I found myself thinking of my family and praying I would see them soon. If I could just get out of this stupid situation I had gotten myself into, I would never take another risk. I promised to value my life and honor it with extreme carefulness. I’d put safety before curiosity. Then I remembered something my mother used to tell me. She was a biologist too, and when I was in school, studying one animal or another, trying to make sense of other worlds, she would say, “Remember something, you think you’re smarter than animals, and maybe you are. But they have instincts and that just might be stronger than smarts. But you have instincts too, learn to trust them.”
Then I remembered at that last narrow part of the river, just before the clearing, there was a rough rope footbridge some kids had recently tied between two old swamp maples. It was rustic, but well made. A thick rope, hanging so low that I had had to duck under it as I came up river. Thick intertwined ropes made the narrow foot path, and two more single ropes at hips distance, for holding on as you crossed, with stabilizing ropes threaded up and down making a V shape to walk through. I was almost there, I couldn’t see it, but I could picture it up ahead. If I timed it right, this just might work.
I paddled faster, hoping, no believing, I was going straight down the middle toward the footbridge. Trusting my instincts. I was pretty sure I had been in the center of the river as I pulled into the wider stretch. I paddled straight and fast and kept my head low. I felt it, the creature, whatever it was, coming closer, hearing its rough breathing. Maybe it was moving toward me, maybe it wasn’t, but my body stiffened and the hair on the back of my neck prickled.

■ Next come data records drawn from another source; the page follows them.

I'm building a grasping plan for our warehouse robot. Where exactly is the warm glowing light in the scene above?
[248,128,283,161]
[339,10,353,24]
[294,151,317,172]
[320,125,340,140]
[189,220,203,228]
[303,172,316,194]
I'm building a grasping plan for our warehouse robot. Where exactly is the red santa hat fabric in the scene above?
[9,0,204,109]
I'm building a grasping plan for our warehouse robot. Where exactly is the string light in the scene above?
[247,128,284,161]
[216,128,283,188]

I paddled as fast as I could until I could feel the trees closing in on me again. I ducked my head and pulled my body flat under the rim of the canoe. The boat was slipping quickly through the water toward the footbridge. Suddenly I heard a thwack and a yowl and the canoe rocked so hard I thought it would tip. But I stuck my paddle back into the water and pulled to keep it steady, lifting my head since I was past the bridge. Branches combed my hair and scraped my arms, but I knew I was in the home stretch.

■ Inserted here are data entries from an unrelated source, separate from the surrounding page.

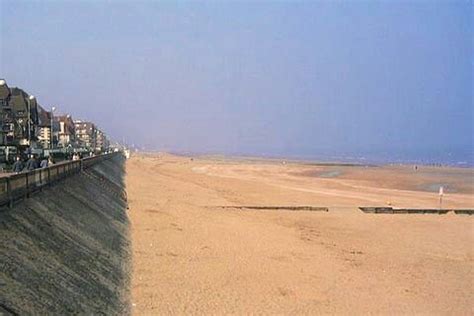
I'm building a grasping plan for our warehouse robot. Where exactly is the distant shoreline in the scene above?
[142,151,474,169]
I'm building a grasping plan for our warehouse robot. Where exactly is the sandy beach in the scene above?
[126,154,474,315]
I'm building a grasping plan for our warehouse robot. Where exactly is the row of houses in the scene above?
[0,79,110,155]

I looked back, just as the cloud cover cracked and gave me a meager portion of my sight back. Something was caught on that footbridge. I couldn’t see what it was, just a dark shape, bigger than my own, struggling in the ropes, snorting and grunting. I couldn’t make it out, for all I knew it was a ghost, or big foot, or a werewolf.
I pulled the canoe to my right and felt the bottom hit the soft sand of the beach. I jumped out, water up to my ankles, and pulled the canoe with me, splashing to shore. I pressed the button on my key ring to make my truck flash its lights and unlock the doors. I threw the canoe into the open back and jumped into the driver’s seat, throwing the locks almost before I got the door closed.
Panting, I started the truck and pulled it around, afraid to swing my lights toward that footbridge. Whatever it was, whatever I saw, or almost saw, or thought I saw, I never wanted to see anything like it again.